A career in sales can be hard but rewarding. Often, your income and any potential promotions are determined by how much you can sell. With the right strategies and methods, you may be able to dramatically increase how much you sell. Bobby Wilkinson, who is a leading salesperson in Ottawa, is going to offer some advice.

“Sales is a pretty hard career, to be honest, and you have to approach it with the right mindset,” Bobby Wilkinson argues. “That said, I think nearly anyone can enjoy a great career in sales if they adopt the right approach. The first step is to recognize that selling is a process.”

When it comes to sales, getting the customer to sign on the dotted line is only one step in a long process. It’s also rarely the first or the last step. That said, for salespeople, locking up the sale is often the most important step.

When customers buy a product, it’s usually the result of a customer journey.
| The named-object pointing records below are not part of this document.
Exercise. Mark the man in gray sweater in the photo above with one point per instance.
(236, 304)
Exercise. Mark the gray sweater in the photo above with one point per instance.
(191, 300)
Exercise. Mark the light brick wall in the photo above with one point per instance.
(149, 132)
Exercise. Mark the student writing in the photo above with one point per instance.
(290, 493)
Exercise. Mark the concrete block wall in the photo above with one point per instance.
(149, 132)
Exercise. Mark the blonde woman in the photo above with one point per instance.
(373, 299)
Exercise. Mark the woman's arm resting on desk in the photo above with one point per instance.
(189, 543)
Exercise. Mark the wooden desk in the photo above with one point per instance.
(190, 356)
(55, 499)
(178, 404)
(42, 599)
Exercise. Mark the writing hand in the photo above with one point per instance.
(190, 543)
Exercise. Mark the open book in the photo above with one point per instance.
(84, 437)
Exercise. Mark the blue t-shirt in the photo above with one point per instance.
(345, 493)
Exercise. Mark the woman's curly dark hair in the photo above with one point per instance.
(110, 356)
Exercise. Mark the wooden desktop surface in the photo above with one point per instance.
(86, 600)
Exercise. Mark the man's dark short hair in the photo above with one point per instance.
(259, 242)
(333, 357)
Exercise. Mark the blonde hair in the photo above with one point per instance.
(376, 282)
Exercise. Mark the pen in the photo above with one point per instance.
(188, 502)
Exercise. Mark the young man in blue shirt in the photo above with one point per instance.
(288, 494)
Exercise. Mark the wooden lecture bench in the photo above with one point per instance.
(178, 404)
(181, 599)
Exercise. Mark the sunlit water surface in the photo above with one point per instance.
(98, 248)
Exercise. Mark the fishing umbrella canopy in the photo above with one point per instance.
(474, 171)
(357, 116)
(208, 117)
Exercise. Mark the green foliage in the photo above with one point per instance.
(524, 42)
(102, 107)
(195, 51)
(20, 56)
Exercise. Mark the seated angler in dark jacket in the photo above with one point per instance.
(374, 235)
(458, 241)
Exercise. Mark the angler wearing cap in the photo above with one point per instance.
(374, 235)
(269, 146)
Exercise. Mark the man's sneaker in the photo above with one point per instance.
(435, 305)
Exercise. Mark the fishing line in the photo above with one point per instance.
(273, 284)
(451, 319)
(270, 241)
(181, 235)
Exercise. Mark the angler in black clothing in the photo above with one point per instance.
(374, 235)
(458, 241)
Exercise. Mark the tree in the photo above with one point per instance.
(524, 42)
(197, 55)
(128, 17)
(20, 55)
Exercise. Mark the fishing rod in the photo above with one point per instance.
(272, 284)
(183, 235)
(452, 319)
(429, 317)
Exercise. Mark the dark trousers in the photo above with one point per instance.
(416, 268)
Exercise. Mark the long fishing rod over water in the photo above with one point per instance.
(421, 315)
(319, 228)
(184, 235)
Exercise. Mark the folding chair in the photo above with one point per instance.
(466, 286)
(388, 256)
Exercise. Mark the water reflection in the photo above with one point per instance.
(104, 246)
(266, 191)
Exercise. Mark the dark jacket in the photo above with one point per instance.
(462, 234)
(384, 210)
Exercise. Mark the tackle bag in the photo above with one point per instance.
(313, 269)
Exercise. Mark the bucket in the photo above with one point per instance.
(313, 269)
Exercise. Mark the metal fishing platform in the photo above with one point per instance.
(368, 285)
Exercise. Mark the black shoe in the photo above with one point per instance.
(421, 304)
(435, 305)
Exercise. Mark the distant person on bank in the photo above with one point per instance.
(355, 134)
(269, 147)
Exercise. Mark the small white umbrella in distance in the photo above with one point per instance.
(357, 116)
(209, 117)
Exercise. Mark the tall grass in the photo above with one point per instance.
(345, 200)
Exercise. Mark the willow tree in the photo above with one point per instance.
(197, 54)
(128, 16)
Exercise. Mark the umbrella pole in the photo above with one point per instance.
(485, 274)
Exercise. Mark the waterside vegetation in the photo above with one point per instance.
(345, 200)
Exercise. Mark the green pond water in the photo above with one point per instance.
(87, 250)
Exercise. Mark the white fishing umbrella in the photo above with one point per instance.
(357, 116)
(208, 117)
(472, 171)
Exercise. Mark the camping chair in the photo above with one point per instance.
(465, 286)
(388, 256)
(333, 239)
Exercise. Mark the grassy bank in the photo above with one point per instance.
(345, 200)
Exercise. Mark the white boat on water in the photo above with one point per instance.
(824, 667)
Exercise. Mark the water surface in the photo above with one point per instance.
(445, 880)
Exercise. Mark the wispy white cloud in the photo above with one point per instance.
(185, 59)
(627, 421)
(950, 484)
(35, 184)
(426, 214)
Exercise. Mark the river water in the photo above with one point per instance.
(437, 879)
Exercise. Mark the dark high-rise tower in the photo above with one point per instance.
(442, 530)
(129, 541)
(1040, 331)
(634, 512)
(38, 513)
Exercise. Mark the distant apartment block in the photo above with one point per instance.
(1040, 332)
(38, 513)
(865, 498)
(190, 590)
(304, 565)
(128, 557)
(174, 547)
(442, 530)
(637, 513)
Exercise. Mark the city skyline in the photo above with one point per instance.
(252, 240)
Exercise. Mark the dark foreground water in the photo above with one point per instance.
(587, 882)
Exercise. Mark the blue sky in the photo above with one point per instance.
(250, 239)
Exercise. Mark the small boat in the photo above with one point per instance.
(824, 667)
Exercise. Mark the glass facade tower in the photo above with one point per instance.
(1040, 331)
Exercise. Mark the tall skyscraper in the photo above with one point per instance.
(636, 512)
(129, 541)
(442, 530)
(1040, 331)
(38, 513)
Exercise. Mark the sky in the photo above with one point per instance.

The customer identifies what they need, whether it’s a new washing machine or vehicle. They then do research, compare different products, and finally decide which one is right for them.

“Salespeople need to be aware where the customer is in their journey,” Bobby Wilkinson says. “People looking for a new car in Ottawa often spend a lot of time doing research. Which type of vehicle is right? An SUV, car, or whatever else? Once the class of vehicle is narrowed down, then customers will decide which specific model is right for them.”

How do customers decide which product is right? Each customer will have different preferences and restraints. The research process will be different too. Some customers may rely more on salespeople, others may do more research online.

If the salesperson can identify where the customer is in their journey, and also which factors are important to them, say price, safety, or performance, the seller can identify products likely to suit their needs. Offering the right product to the right customer is important.

Bobby Wilkinson of Ottawa Talks About the Enlightened Customer

Some salespeople try to pressure people into buying a product, caring less about the individual’s needs and more about the sale itself. Bobby Wilkinson believes this is a mistake, especially in an era of customer enlightenment where potential buyers have access to a lot of information.

“I often think of my customers as enlightened,” Bobby Wilkinson says. “The average resident in Ottawa has a lot of information at their fingertips. With cars, this includes the average selling prices for a vehicle, performance and safety data, and much more. By respecting how much information is available, I treat my customers with respect and can cultivate a relationship.”

In other words, don’t waste your time trying to pull a fast one or pressuring someone into a quick sale. Slow down, identify their needs, and respectfully offer solutions.